Tip: Cultivated wild rice (farmed in flooded fields), is readily available in most grocery stores. If you have an opportunity to try true wild rice, as shown in the 2nd photo above, I think you will be pleasantly surprised. It has a light smoky and nutty flavor and a nice crunch. It’s definitely more expensive, so you may want to use the cultivated variety in a recipe like this salad and save the true wild rice for a dish where you can fully appreciate its deliciousness. 🙂
1/4 cup brown rice
1 cup wild rice
2 cups low-sodium chicken broth
1/4 cup chopped raw pistachios (out of shell)
1-2 tsp finely grated orange zest
1 or 2 oranges, peel and pith removed; segmented (Note: Cut segments from oranges over a small bowl.
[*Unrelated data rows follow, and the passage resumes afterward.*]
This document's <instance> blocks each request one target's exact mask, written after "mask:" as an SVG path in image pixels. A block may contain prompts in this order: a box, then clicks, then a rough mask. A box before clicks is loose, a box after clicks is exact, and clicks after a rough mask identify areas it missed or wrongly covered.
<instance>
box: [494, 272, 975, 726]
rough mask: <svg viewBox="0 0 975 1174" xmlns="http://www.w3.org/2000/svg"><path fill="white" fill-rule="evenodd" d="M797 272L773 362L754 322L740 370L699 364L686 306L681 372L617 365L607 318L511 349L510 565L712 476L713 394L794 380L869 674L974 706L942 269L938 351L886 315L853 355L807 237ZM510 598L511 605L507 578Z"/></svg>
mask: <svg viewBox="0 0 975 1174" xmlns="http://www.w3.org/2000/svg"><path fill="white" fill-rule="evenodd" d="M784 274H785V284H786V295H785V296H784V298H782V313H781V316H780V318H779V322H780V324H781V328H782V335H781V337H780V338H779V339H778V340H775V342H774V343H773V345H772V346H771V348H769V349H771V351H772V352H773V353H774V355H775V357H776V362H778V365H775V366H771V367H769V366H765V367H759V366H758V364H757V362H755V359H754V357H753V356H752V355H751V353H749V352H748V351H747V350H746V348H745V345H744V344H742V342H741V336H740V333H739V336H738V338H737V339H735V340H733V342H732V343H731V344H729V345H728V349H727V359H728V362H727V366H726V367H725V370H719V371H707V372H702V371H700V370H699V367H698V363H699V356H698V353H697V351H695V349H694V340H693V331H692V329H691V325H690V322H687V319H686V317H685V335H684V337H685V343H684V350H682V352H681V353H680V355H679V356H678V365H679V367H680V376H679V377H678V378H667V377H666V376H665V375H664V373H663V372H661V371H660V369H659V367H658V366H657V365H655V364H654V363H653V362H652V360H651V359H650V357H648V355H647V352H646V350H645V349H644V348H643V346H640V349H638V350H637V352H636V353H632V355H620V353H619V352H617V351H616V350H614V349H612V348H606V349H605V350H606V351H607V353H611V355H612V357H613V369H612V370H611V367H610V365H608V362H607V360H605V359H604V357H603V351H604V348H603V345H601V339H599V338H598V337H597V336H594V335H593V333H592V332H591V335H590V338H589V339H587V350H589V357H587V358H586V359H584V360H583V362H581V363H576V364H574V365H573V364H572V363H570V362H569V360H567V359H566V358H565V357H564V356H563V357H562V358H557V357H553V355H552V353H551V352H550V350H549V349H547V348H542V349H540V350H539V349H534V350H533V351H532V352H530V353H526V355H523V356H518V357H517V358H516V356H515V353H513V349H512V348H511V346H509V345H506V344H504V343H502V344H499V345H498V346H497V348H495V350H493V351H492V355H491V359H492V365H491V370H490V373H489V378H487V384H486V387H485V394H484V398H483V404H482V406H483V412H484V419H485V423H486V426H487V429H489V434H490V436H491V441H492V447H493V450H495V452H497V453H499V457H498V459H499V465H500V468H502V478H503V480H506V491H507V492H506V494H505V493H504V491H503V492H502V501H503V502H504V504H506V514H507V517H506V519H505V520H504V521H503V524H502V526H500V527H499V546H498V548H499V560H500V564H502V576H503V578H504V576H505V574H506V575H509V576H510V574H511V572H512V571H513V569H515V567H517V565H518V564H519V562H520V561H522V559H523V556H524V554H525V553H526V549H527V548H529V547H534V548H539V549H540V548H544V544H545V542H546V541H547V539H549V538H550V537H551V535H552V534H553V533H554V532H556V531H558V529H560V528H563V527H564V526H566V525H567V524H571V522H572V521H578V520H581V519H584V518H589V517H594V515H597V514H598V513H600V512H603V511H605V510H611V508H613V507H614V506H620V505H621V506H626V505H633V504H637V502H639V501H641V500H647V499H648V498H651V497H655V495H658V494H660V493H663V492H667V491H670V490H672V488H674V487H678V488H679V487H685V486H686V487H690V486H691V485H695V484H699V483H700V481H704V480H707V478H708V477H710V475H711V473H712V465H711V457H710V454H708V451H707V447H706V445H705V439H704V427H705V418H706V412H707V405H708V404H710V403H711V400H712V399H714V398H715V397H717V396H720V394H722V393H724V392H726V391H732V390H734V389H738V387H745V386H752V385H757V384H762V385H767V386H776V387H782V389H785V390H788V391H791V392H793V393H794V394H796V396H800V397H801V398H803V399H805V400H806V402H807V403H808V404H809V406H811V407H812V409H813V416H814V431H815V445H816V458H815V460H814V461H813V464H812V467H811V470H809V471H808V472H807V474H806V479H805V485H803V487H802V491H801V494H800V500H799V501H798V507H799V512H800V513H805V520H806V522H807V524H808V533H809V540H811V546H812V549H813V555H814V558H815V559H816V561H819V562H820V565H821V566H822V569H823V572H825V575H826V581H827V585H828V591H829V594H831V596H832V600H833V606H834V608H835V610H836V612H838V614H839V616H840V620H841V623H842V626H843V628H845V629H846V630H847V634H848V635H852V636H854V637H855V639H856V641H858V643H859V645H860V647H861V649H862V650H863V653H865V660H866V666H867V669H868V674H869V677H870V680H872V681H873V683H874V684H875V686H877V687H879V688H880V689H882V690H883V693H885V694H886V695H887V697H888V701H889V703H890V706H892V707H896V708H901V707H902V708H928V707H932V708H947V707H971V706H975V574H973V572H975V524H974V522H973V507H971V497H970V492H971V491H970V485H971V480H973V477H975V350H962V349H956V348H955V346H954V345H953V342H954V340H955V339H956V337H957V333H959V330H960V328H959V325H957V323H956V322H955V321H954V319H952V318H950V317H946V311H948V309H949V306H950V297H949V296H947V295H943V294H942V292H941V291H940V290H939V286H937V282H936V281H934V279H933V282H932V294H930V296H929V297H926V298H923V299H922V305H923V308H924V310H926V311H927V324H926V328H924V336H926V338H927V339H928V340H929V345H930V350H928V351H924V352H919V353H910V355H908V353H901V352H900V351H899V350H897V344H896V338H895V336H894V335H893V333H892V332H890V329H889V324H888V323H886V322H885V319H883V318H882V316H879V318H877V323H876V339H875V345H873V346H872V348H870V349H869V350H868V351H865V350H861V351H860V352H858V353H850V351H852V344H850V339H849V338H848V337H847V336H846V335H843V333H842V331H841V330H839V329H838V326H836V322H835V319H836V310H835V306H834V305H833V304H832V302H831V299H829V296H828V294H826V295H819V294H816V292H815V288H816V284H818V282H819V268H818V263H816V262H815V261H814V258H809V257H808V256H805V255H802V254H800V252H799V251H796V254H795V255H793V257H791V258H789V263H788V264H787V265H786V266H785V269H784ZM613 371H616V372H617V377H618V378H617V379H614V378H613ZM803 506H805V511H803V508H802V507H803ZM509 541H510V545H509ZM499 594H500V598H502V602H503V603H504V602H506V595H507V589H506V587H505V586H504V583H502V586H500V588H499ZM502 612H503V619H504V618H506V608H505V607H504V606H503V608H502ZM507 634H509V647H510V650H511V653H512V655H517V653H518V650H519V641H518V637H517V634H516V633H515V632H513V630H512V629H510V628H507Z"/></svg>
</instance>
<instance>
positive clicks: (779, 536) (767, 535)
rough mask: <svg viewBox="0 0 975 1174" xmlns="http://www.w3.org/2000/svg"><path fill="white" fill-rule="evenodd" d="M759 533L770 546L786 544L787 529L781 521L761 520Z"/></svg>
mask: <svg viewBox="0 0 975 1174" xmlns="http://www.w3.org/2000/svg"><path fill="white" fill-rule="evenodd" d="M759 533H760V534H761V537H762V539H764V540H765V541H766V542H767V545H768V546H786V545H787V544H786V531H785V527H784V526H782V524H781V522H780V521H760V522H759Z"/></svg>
Add any juice that drips into the bowl to the dressing below.)
10 large basil leaves, sliced into ribbons(about 1/4 cup)
1/4 cup minced red onion
Combine brown rice, wild rice, and chicken broth in a saucepan; bring to a boil. Cover, reduce heat, and simmer until all liquid is evaporated and rice is fully cooked, 45 to 55 minutes. Remove from heat and cool completely. (Note: Rice can be made a day or two ahead. Keep covered in refrigerator until ready to make salad.)
Toast nuts in a dry skillet over medium heat until fragrant, stirring constantly and watching closely. When lightly toasted, remove from skillet onto a paper towel and set aside to cool.
Transfer rice to a medium bowl. Add orange segments, basil, red onion, pistachios, and orange zest; mix lightly to combine.
3 Tbsp red wine vinegar
3 Tbsp olive oil
1 Tbsp (or more) orange juice
1 tsp Dijon mustard
1/2 tsp honey
1/4 tsp sea salt
1/4 tsp freshly ground black pepper
In a small bowl, whisk together red wine vinegar, olive oil, orange juice, mustard, honey, salt & pepper. Pour about 3/4 of dressing over the rice mixture and toss. Taste for seasoning; add remaining dressing if needed, or if not serving soon, save it to toss with the salad just before serving.